接待處的人聽到宋夢圓的訴求,非常驚訝,幸好宋夢圓有大量的自己與齊冶的合影照,足以證明兩人關系之親近。接待員看到宋夢圓楚楚動人的臉龐,閃耀著光彩的明眸,還看到許多照片,油然生出許多好感,同意幫她聯系齊冶。

宋夢圓松了一口氣,這裏的進展比在巴黎高師順利,接下來只要等結果了。不過以齊冶的個性,想聯系上她,恐怕還得費點周折。

不出所料,接待員打了個電話,問到確實有個叫西比拉的華裔研究員,但是本人正在閉關,一時半會兒無法聯系上。

“你先坐這裏等等吧,還要過一段時間才能聯系上。”另一名接待員給她泡了一杯速溶咖啡。

宋夢圓捧著咖啡,微笑道謝。

時針不斷地向前走,每一分每一秒都是那樣長,宋夢圓忐忑不安,又充滿了期待,然後她看到方才打電話的接待員又接聽了一個電話,並一邊聽一邊看向自己,不由得緊張起來。忽然,她註意到那名接待員的神色微妙變了,不時會和自己對上視線的目光好像很刻意地移開,再也不和自己對視。宋夢圓心裏一個咯噔,感覺事情要壞。

不祥的預感總是那樣準。

接待員放下電話,像是思索了很久,還跟同事談話,交流的語言都不是英語。宋夢圓焦急地望著他們,突然感到了萬分的煎熬,心情像在等法官宣判結果。

不多時,先前給她遞咖啡的員工過來,神色充滿了覆雜的尷尬和不忍心,眼神都有點閃爍起來。他說:“我們剛才收到消息,他們工作很忙,現在正在最緊要的關頭,沒有時間出來和你見面,也不知道什麽時候才會出來。你還是回去吧,別再等了。

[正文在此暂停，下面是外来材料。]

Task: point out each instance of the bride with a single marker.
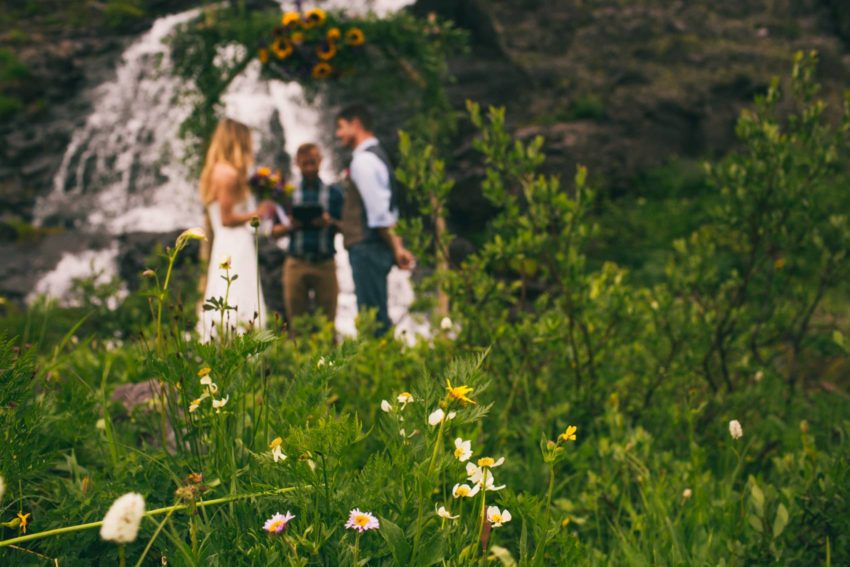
(230, 206)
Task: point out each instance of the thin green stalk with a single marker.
(483, 517)
(156, 512)
(419, 513)
(153, 539)
(356, 548)
(161, 297)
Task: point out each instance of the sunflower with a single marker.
(322, 71)
(314, 17)
(334, 34)
(355, 36)
(282, 52)
(290, 19)
(326, 51)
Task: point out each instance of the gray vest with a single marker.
(354, 224)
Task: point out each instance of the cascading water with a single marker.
(123, 170)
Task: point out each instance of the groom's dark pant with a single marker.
(370, 264)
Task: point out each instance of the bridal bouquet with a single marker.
(311, 45)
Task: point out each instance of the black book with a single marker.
(306, 214)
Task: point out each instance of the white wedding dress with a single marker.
(238, 243)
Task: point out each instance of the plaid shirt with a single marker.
(313, 243)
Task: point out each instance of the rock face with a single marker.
(623, 86)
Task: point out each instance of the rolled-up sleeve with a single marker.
(372, 178)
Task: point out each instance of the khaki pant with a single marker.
(300, 277)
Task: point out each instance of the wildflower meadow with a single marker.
(565, 410)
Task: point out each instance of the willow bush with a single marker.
(563, 414)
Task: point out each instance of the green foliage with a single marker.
(542, 340)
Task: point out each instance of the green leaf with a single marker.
(781, 520)
(503, 555)
(394, 536)
(758, 499)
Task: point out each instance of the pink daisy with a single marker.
(277, 523)
(362, 521)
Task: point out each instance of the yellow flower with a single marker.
(333, 34)
(24, 518)
(569, 434)
(490, 462)
(355, 36)
(459, 392)
(314, 17)
(282, 52)
(322, 71)
(290, 19)
(326, 54)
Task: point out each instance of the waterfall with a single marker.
(123, 170)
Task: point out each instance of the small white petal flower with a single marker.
(362, 521)
(121, 523)
(463, 450)
(220, 403)
(735, 429)
(277, 454)
(482, 476)
(464, 490)
(497, 518)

”

宋夢圓看著他:“她連出來的幾分鐘時間也沒有嗎?”

對方聳了聳肩。

她低下頭,雙手幾乎握不住還有將近一半咖啡的紙杯,心內又是憤怒,又是悲傷,又是難以置信。

騙人的,這一定是騙人的——

這個員工是在說謊,真實的理由一定不是這個,宋夢圓即使情緒激動,也能判斷出這個基本事實。她只是疑惑,到底是為什麽讓齊冶不來見她?這是齊冶自己的意思,還是——

“我還可以再問一個問題嗎?”宋夢圓擡起頭,急急地問,“西比拉的父母也在這裏工作嗎?”

“抱歉,這個問題我也不知道。”

員工明顯在說謊。

他又勸道:“總之,你難得來一趟,就去參觀一下博物館吧,那裏也是很好玩的地方。然後就回去吧。”

員工沒有歡迎她再來玩。

宋夢圓再次低下頭,眼淚迅速湧了上來。她死死地咬著下嘴唇,將眼淚逼回去,思索片刻,方才勉強地仰起頭露出一個微笑:“好的,我知道了,謝謝你們的幫助。”

接待員不自然地笑了一下:“祝你玩得愉快。”

宋夢圓將剩下的咖啡一飲而盡,把紙杯扔進垃圾筒,跟還在擔心地看著她,仿佛在監視她離去的員工告辭,走出了接待處。

她慢慢走到濕婆像附近,打定了主意,既然對方不讓齊冶見她,那她就在工作人員的必經之處等著,就不信他們會一輩子不出來。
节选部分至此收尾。